Here’s a full example that combines HTML scraping and using a pre-trained model for value extraction:

import requests
from bs4 import BeautifulSoup
from transformers import pipeline

# Fetch web page and scrape HTML
url = 'https://example.com'
response = requests.get(url)
html_content = response.text
soup = BeautifulSoup(html_content, 'html.parser')
text_content = soup.get_text(separator=' ', strip=True)

# Load a pre-trained NER model from Hugging Face
ner_pipeline = pipeline('ner', model='dbmdz/bert-large-cased-finetuned-conll03-english')

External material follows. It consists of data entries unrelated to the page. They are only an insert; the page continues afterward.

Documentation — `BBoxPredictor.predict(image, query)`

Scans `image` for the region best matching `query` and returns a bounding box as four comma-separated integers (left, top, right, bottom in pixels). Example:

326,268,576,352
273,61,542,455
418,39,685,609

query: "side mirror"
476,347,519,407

# Extract values using the NER model
ner_results = ner_pipeline(text_content)

# Print the results
for entity in ner_results:
    print(f"{entity['word']} -> {entity['entity']}, Confidence: {entity['score']:.2f}")

This example extracts named entities from the web-scraped HTML and outputs them with confidence scores.

7. Conclusion

LLMs offer a powerful and flexible approach to extracting values from web-scraped HTML. By leveraging Hugging Face’s pre-trained models or fine-tuning your own, you can handle diverse and unstructured data more effectively than with traditional scraping methods. This approach is particularly beneficial for extracting nuanced or variable information like dates, prices, or product details from inconsistent HTML structures.

Hugging Face provides an easy-to-use interface for deploying state-of-the-art models, allowing businesses to quickly scale their information extraction workflows. Whether using off-the-shelf NER models or fine-tuning a custom model, you can integrate advanced AI capabilities into your web scraping pipeline.